As mentioned in the previous sections, many papers have been presented to diagnose acute leukemia. According to the results of prior research, as seen from Table 2, almost most recent research has reported accuracy above 90% for classification. However, the networks used in the previous study are highly complex and require deep processing units. For example, in the Inception 12 standard network, there are more than ten processing blocks, including more than ten convolutional networks. In comparison, our whole model consists of six convolutional networks. Even without a problematic comparison, the model proposed in this work can also be used in the design of online applications. However, this research, as with other research, has shortcomings. Among the limitations of this research is the limited database, and if you have an extensive database, there will be no need to increase the data by using GAN networks. Classification of two classes and not using multi-class scenarios can be called the following limitation of this research. In the future, we plan to evaluate the relevant research in real-time applications and consider more scenarios for image classification.

6. Conclusions

In this paper, the customized CNN model with the Tversky loss function for the diagnosis of acute leukemia cells is presented.
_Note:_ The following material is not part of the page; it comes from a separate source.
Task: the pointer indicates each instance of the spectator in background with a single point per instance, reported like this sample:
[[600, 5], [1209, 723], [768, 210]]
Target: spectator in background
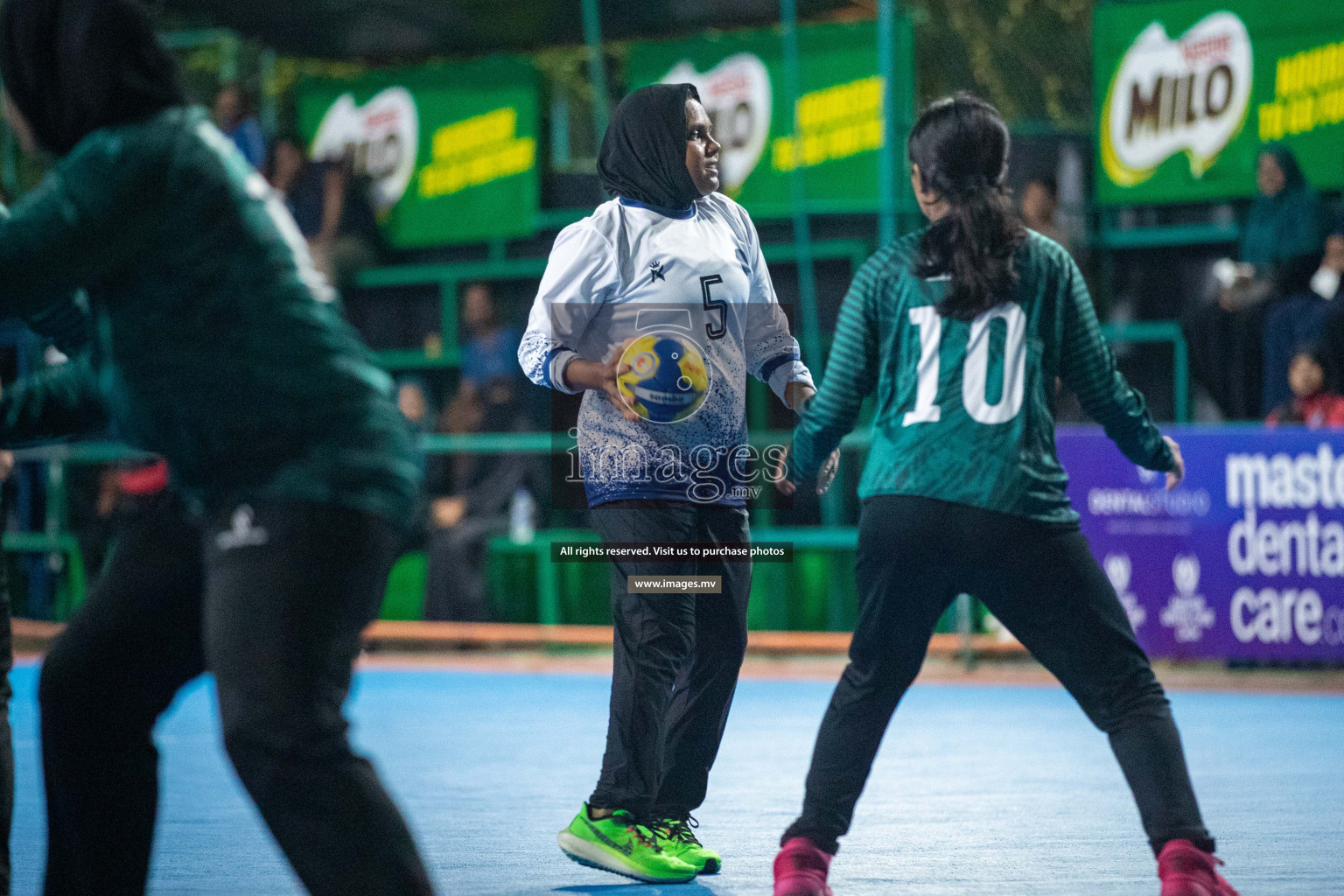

The proposed CNN model includes multiple hidden layers, the Adam optimizer, dropout layers, and a learning rate of 0.001, and exhibited an accuracy, fscore, kappa, precision, sensitivity, and specificity above 99%. In addition, the proposed model performs better than the CNN model with the cross-entropy and MSE loss functions. A CNN model based on deep learning significantly improved the diagnosis of acute leukemia cells. Due to the desirable performance of the proposed model, it can be used by doctors and oncology specialists for the automatic diagnosis of acute leukemia in real-time medical applications.